小説

『京都エキストラシネマ』白紙(『更級日記』(京都))

 夕飯を食べながらテレビを観ていると、母が時折「あ、この人知ってる」と言いだす。芸能人を遠縁の親戚みたいに話す癖があるのだ。私が幼いとき、京都の撮影所の近くに住んでいたらしい。母のパート先のお弁当屋さんがロケ弁を届けていた縁で、何度かエキストラ参加をしたそうだ。
「○○さんは実物のほうがきれい」とか「××くんは差し入れしてくれた」とか、自慢げに言う。私は京都での生活をほぼ覚えていないのに、母にはその三年間が色褪せない日々だったようで、うらやましかったりもする。
 だから、私が志望校を京都にしたとき、後押ししたのは母だった。
 有名人に会いたいだけなら、東京のほうが会えそうだけれど、私が憧れているのは母が話す撮影所だ。江戸時代の町並みのセットが組まれ、足元には疎水が流れる。タイムトラベルしたかのような空間。
 撮影所のある右京区の大学に入学してすぐ、私は時代劇エキストラサークルに入った。名前の通り、時代劇のエキストラに参加することを目的としたサークルだ。夢見ていた世界にやっと行ける。わくわくする私に女性の先輩は言った。
「泉さん、女子は髪が肩より長くないと難しいよ。あと、黒がいい」
 大学デビューもかねて、私は茶髪のショートにしていた。むしろ、カツラを被りやすいようにショートにしたからびっくりした。
「カツラでも地毛を使うからね」
 艶やかな黒髪の先輩は、写真を見せながら教えてくれる。前髪ともみあげに地毛を用いるカツラを半カツラというらしい。
 髪が伸びるまで、現代劇をめざすよう言われた。映像作品は別世界だと思っていたが、インディーズ映画や大学の卒業制作も含めると、エキストラ募集は多いそうだ。

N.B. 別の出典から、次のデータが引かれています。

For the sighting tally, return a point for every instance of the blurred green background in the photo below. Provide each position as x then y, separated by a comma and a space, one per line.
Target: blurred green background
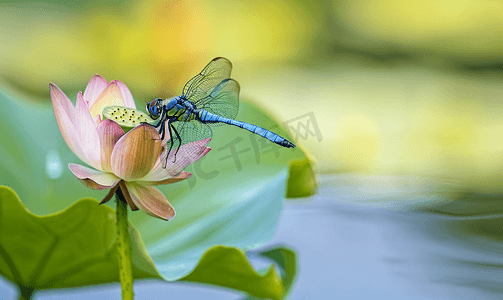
395, 87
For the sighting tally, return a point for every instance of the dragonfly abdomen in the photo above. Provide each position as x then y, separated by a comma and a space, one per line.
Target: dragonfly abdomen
207, 117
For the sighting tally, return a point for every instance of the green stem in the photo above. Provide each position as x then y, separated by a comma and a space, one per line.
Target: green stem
124, 247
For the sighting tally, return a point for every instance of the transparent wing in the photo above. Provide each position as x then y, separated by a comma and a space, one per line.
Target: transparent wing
189, 132
203, 83
223, 100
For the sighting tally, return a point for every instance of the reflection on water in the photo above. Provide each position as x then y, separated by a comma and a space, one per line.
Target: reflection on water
400, 238
373, 237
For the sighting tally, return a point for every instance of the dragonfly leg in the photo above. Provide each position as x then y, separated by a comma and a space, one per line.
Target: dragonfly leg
161, 121
171, 139
180, 139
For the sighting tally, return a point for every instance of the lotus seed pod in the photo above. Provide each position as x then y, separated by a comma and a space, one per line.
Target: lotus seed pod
126, 117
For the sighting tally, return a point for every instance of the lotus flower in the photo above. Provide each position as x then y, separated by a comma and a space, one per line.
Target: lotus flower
132, 160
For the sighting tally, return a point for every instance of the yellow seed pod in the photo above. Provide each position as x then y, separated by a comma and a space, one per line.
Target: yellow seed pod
126, 117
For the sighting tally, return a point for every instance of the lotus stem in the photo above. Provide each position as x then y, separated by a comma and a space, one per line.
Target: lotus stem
124, 247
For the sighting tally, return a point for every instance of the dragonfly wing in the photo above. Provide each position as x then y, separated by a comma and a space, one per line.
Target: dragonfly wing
203, 83
223, 100
189, 132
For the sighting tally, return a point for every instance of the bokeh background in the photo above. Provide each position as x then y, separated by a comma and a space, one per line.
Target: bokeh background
383, 89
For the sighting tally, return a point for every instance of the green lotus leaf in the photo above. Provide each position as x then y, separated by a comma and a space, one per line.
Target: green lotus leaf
77, 247
234, 197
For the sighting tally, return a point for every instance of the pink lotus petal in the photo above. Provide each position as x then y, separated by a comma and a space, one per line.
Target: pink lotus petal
109, 132
126, 94
162, 177
151, 201
67, 128
186, 155
93, 178
136, 152
110, 96
89, 139
94, 88
127, 195
67, 105
97, 120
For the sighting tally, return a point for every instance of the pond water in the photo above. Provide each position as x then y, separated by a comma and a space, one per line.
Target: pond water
369, 237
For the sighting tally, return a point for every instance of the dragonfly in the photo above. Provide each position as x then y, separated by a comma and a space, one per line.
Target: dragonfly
211, 98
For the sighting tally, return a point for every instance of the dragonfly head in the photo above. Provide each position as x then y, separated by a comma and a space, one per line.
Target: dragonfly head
154, 108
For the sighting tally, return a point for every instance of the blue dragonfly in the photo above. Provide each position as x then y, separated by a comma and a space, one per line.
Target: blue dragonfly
210, 98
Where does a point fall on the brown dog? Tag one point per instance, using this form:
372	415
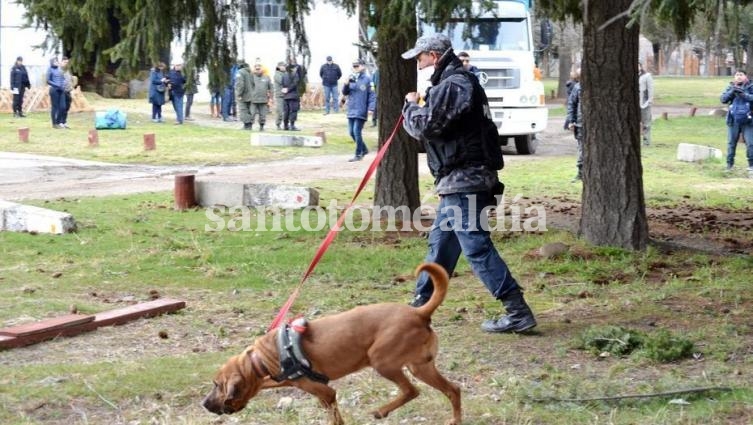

「京都市は産業観光局が主体となって撮影支援してはるから、自治体に協力を求めている製作チームを選んだほうがええよ」
 言われるまま、観光局のエキストラ制度に登録した。メルマガで募集要項が届くけれど、時間帯が合わない。人が集まる時間をさけるためか、平日の朝早くからや、夜遅くまでの撮影予定ばかり。学生も会社勤めの人も難しそう。
 母の話だと次々参加できたみたいだったのに、二か月たっても私は参加できていない。青紅葉の観光シーズンも過ぎ、そろそろ梅雨だ。